Benchmarks¶

Overview¶

JayDeBeApiArrow's Arrow fast path avoids the row-by-row JPype serialization overhead that plagues the original jaydebeapi. Instead, JDBC data is converted to Arrow record batches in-JVM and exported to Python via the Arrow C Data Interface, bypassing pyarrow.jvm entirely.

Methodology¶

Database: PostgreSQL (local, same machine)
Default workload: 5 million rows, 4 columns (INTEGER, VARCHAR, DOUBLE, TIMESTAMP)
Baseline: Original jaydebeapi (row-by-row JPype iteration)
Reference: psycopg2 native PostgreSQL driver

All measurements include connection setup and query execution.

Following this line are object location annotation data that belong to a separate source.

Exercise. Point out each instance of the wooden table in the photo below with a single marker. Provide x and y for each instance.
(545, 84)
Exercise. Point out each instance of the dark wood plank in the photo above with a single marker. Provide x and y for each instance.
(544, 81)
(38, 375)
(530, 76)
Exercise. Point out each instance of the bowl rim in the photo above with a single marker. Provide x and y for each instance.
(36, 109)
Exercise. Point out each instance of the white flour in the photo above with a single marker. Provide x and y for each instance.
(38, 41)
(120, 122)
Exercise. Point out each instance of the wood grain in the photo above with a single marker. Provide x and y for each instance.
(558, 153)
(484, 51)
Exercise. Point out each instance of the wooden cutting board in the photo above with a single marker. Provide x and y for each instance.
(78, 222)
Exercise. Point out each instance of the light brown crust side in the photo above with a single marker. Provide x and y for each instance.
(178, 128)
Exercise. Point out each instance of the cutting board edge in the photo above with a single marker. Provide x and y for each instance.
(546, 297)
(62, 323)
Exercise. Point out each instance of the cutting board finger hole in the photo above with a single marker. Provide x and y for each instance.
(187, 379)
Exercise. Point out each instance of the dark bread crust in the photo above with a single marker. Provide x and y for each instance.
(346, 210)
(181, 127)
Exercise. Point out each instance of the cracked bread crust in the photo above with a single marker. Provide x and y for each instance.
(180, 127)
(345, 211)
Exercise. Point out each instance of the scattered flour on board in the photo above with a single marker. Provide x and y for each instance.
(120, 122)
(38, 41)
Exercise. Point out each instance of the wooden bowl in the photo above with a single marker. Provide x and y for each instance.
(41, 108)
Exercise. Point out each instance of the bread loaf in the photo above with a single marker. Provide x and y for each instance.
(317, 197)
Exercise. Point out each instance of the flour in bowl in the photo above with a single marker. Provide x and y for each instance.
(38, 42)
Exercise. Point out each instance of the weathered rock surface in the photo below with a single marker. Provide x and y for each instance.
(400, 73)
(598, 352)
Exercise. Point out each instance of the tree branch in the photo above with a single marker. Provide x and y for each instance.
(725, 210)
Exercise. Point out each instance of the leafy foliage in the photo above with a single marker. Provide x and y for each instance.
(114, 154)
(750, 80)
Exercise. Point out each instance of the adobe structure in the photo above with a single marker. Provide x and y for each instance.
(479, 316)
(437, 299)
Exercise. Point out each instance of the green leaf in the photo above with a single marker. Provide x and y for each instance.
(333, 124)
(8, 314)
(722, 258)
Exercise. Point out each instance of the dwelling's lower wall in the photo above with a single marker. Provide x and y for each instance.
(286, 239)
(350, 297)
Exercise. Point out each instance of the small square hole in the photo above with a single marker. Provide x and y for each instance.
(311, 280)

Each method was run multiple times; median times are reported.

Results¶

5M Rows, 4 Columns¶

Method	Time	Throughput	vs jaydebeapi
jaydebeapi (baseline)	180.1s	28K rows/s	-
Drop-in replacement	26.5s	189K rows/s	6.8x
Native Arrow API (C Data Interface)	7.6s	658K rows/s	23.7x
Psycopg2 (native driver)	7.2s	694K rows/s	25.0x

Key Takeaways¶

Native Arrow API is ~23.7x faster than jaydebeapi for 5M rows using the C Data Interface
Drop-in replacement (using fetchall()) still gives a 6.8x speedup, because the Arrow conversion happens in-JVM before JPype transfers the data
Arrow throughput is within 6% of a native C driver - psycopg2 is only marginally faster despite being a C extension communicating directly to PostgreSQL
The speedup increases with row count - the fixed overhead of Arrow setup is amortized over larger datasets

How to Reproduce¶

The benchmark suite is in the benchmark/ directory:

# Prepare test data (creates a PostgreSQL table with N rows)
uv run python benchmark/prepare_data.py --rows 5000000

# Run the comparison benchmark
uv run python benchmark/compare_performance.py --rows 5000000

# Analyze results
uv run python benchmark/analyze_results.py

Prerequisites¶

PostgreSQL instance with the pgjdbc driver
The jaydebeapi package installed (for baseline comparison)
psycopg2 installed (for native driver reference)

Prior Art¶

This approach was inspired by:

Uwe Korn - Fast JDBC access in Python using PyArrow.jvm (2019) - Demonstrated 100x+ speedup using Arrow with Apache Drill
Razvi Noorul - Trino JDBC access in Python using PyArrow.jvm - Similar approach with Trino

Both posts tested against distributed query engines (Drill, Trino) over network connections, which have much higher per-row JDBC overhead. PostgreSQL's JDBC driver is significantly faster at row retrieval, so the baseline is lower and the speedup multiplier is smaller (~24x vs 100x+). However, the absolute Arrow throughput is comparable across all three approaches.